Аввакум прибавил шагу, подол смертной рубахи запарусил на ветру. И все вокруг ожило, очнулось от спячки, загнулись над дворищами печные дымы, запушились лисьими хвостами, и поп Андрей вдруг нашел в себе силы, ударил в медное петье, и глухой звон печально поплыл над Пустозерском. Вот так бы и в костер с ходу, без промешки. Сотник спохватился, оставил страдальцев стороже и побежал в другой конец слободки, чертя снег саблею.
«Скочи, скочи, рыжий черт, скоро западешь в яму!» – пообещал вослед Аввакум, оглянулся на товарищей, улыбнулся беззубым черным ртом.
На площади было людно, всяк, кто мог ходить, – даже старичонки и древние старушишки – и те приковыляли, да и с собой притащили совсем малых. Под стеною детинца неряшливо громоздился срубец, набранный из тонкомера и дровья, лишь не было в новое жилье дверцы с висячим замком, но зияла черная, притягливая дыра.
Аввакум поклонился последнему пристанищу, стянул скуфейку с головы, кинул в толпу. Кто-то подхватил колпак, спрятал под зипун. Истошно зарыдала баба, напуганно заголосил ребенок; жена Лазаря Домнушка рвала на себе волосы. Православные ожили, запричитывали старухи, плакальщицы завопели еще по живым страдальцам. Пока не было на площади голки и свары, и никакого не затеивалось срама, но само это кипение взволнованного народа невольно понудило воеводу Хононева поторопиться. Он дал знак капитану Лешукову, тот зачитал вины. Стрельцы плотно обступили осужденных, заслонились бердышами.
И тут случилась заминка. Кто же первый шагнет в сруб?
Аввакум оглянулся, нашарил взглядом дьякона Федора:
«Не робей, сынок, садись на облучок. Да и полетим на огненных конях вместях. Кидай зипун-от на памяти. Там уж не сгодится».

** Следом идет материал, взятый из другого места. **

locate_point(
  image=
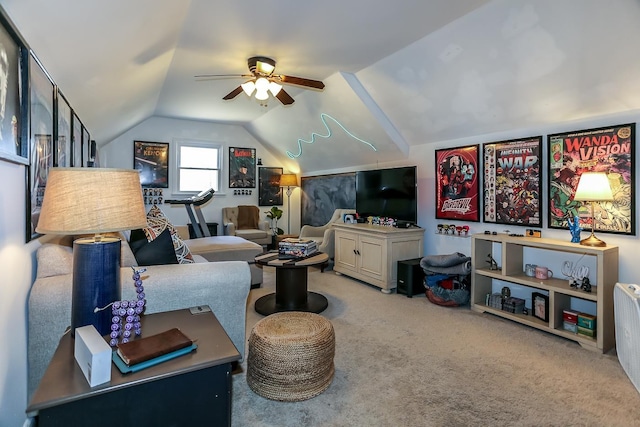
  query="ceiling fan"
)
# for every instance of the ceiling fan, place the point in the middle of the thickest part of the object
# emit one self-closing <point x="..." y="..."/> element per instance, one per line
<point x="263" y="80"/>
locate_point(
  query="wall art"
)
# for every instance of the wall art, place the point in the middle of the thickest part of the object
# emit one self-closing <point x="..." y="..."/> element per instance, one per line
<point x="606" y="149"/>
<point x="63" y="146"/>
<point x="242" y="167"/>
<point x="151" y="159"/>
<point x="323" y="194"/>
<point x="269" y="190"/>
<point x="457" y="183"/>
<point x="14" y="60"/>
<point x="513" y="181"/>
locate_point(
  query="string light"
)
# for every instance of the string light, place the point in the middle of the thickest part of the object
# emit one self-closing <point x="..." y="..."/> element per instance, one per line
<point x="314" y="134"/>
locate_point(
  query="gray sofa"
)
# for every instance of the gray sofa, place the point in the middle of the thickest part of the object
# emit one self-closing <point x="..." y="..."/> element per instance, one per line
<point x="224" y="286"/>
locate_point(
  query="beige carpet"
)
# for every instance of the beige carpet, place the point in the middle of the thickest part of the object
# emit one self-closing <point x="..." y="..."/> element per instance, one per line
<point x="406" y="362"/>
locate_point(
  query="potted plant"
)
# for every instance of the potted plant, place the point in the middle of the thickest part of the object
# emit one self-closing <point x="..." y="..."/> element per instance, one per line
<point x="274" y="214"/>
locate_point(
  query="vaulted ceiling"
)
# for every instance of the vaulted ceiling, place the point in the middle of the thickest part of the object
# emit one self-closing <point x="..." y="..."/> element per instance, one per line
<point x="397" y="74"/>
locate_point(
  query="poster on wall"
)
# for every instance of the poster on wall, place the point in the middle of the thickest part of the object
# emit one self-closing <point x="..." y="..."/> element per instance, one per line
<point x="607" y="149"/>
<point x="512" y="181"/>
<point x="242" y="167"/>
<point x="457" y="184"/>
<point x="269" y="190"/>
<point x="151" y="159"/>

Протопоп содрал с плеч Федора худую одежонку, скомкал и кинул тряпье через головы стрельцов в толпу. Платье развернулось на ветру и, паруся рукавами, долго сыскивало православного, в чьи бы руки упасть. И в этом замешательстве никто не заметил, как скрылся в срубе дьякон.
«Будут прокляты никонияны во веки веков! А нас праведных и огонь не возьмет!» – вскричал священник Лазарь и шагнул к последнему в жизни домку; он едва протиснулся в узкую дыру, чуть не порушил клеть. Пришлось заталкивать его бердышами в спину.
«Милые, болезные, не горюйте по мне, прошу вас. Я слез ваших драгоценных не стою», – прошептал Епифаний и шагнул в смертную изобку, протягивая руку назад; не позабыл старец последней просьбы духовного сына.
Аввакум не заметил его ладони, вошел следом молча и сказал, привыкая к темени сруба: «Господи, прими нас в свои объятия».
Сотник высек кресалом искру на трут, запалил бересту. Стрельцы плотно запечатали вход еловыми чурками. Потянул жидкий дымок, светло загнулся над снегами, но вскоре потемнел; хищно сверкнул пробежистый огонь, жадно лизнул дерева. Из сруба раздалось пение: «Христос воскресе, смертию смерть поправ...» Народ стал подтягивать горящим. Пламя набрало силу, взметнулось в низкое свинцовое небо, откуда сыпал легкий влажный пух.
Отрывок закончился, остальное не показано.